Yes, the Panda Update caused a lot of websites to increase in rankings, and a lot of websites to dip in rankings – but those websites that were doing SEO the right way will have benefited from the update, not suffered as a result of it.
Allow me to explain
Only this last week I heard someone say that their SEO company had told them that SEO was 90% links. This made my heart sink. While yes, links are important they are by no means the be all and end all of search engine optimisation. They are certainly not 90% of an SEO strategy, not even close – and Google’s recent update has enforced this fact. In Google’s recent update, many websites that have been used by most SEO companies for link building, such as article submission sites like Ezine Articles, have seen their rankings taking a considerable dent. Consequently, their traffic has also waned and their value as a link for a client’s rankings has dipped.

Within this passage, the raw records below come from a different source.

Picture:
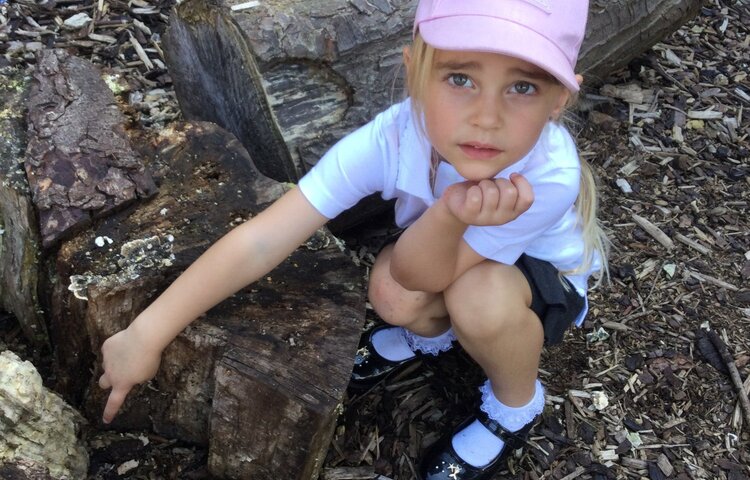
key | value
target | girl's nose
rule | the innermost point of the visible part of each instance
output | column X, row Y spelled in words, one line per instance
column 487, row 112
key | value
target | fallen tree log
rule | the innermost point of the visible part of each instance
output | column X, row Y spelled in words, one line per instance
column 79, row 162
column 290, row 77
column 259, row 378
column 38, row 428
column 20, row 246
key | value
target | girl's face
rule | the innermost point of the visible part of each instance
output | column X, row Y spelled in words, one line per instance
column 485, row 111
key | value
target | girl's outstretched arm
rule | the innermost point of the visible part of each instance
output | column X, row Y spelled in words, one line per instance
column 245, row 254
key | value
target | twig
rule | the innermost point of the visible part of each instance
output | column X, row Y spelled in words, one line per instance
column 734, row 374
column 692, row 244
column 654, row 231
column 712, row 280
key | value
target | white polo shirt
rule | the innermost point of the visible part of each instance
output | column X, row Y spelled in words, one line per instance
column 389, row 155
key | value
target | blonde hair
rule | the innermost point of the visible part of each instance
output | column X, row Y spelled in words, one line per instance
column 419, row 69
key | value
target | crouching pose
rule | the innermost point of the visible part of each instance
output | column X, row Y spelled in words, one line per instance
column 499, row 213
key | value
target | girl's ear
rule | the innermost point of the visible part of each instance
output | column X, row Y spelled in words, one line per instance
column 407, row 59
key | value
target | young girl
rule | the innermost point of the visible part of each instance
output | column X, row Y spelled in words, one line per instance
column 500, row 237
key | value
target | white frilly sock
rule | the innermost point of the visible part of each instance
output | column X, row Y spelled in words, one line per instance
column 478, row 446
column 398, row 344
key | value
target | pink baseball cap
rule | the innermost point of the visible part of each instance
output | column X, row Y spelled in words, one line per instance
column 547, row 33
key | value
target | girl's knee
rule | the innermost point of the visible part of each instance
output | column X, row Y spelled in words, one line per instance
column 489, row 299
column 394, row 304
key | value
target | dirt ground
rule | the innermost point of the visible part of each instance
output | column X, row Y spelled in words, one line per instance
column 637, row 392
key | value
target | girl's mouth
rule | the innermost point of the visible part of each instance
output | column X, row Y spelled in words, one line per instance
column 479, row 151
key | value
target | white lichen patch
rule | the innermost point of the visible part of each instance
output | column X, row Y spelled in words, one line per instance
column 36, row 423
column 135, row 257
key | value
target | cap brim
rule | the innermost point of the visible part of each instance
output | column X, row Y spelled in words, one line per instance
column 486, row 34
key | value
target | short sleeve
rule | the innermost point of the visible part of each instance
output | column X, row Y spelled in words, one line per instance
column 357, row 166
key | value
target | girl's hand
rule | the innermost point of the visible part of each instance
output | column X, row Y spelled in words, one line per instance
column 126, row 363
column 489, row 202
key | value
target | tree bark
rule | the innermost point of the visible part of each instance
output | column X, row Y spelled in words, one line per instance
column 79, row 162
column 19, row 233
column 259, row 378
column 289, row 78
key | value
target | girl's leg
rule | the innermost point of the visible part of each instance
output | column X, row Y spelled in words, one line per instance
column 420, row 312
column 489, row 310
column 490, row 314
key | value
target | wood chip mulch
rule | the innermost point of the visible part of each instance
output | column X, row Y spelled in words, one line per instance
column 642, row 390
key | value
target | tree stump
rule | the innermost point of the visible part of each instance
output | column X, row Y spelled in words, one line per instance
column 293, row 77
column 38, row 429
column 20, row 248
column 259, row 378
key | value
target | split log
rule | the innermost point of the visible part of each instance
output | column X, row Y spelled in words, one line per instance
column 79, row 162
column 19, row 237
column 38, row 427
column 259, row 378
column 291, row 77
column 24, row 470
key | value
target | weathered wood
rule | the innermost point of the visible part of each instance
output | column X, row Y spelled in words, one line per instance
column 259, row 378
column 79, row 162
column 313, row 71
column 36, row 425
column 19, row 234
column 24, row 470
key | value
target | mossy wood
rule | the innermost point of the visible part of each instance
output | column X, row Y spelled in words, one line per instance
column 291, row 77
column 259, row 378
column 20, row 246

Some SEO companies have now completely stopped using such websites as link building tools for their clients. There’s nothing inherently wrong with using sites such as these for SEO, but there are other ways that, perhaps, represent a better use of one’s time – but then the same could be said for the whole link building game.
Link Attraction over Link Building
While the standard link building methods of using directory submission websites, article submission sites, PR submissions and other such processes may have lost a little of their sparkle over the last few months, they were never in the same league as the method known as ‘attracting links’ in the first place. By utilising content (listen up those who believe that links are 90% of SEO, this is gold) a website can build the sort of links that it could never, ever amass by standard link building, renting, bartering or buying techniques. Websites such as the BBC, The Guardian, the Telegraph and other pillars of newsworthiness wouldn’t enter into ‘link exchanges’ or ‘rented links’ like common chumps – but they would link to websites that were relevant to stories they were featuring, if the website in question were a relevant, authoritative resource on the subject. This standing in the Internet community can only come about, naturally, through content – not through link building.
Breaking it down
Putting it in simple terms, because there will be some people who need this, SEO tells Google what your website is about, links tell Google your website is popular but it’s content, and content alone, that gives Google a reason to rank your website in the first place.
While some SEO companies have been running around like headless pandas over the last few months, re-evaluating their SEO strategies and fending off client complaints about dips in rankings, those SEO companies who based their SEO strategy around the provision of content will have reaped the rewards of yet another Google Update that has gone their way.
It’s not rocket science really. If you give Google what it wants to find, Google will rank your website accordingly.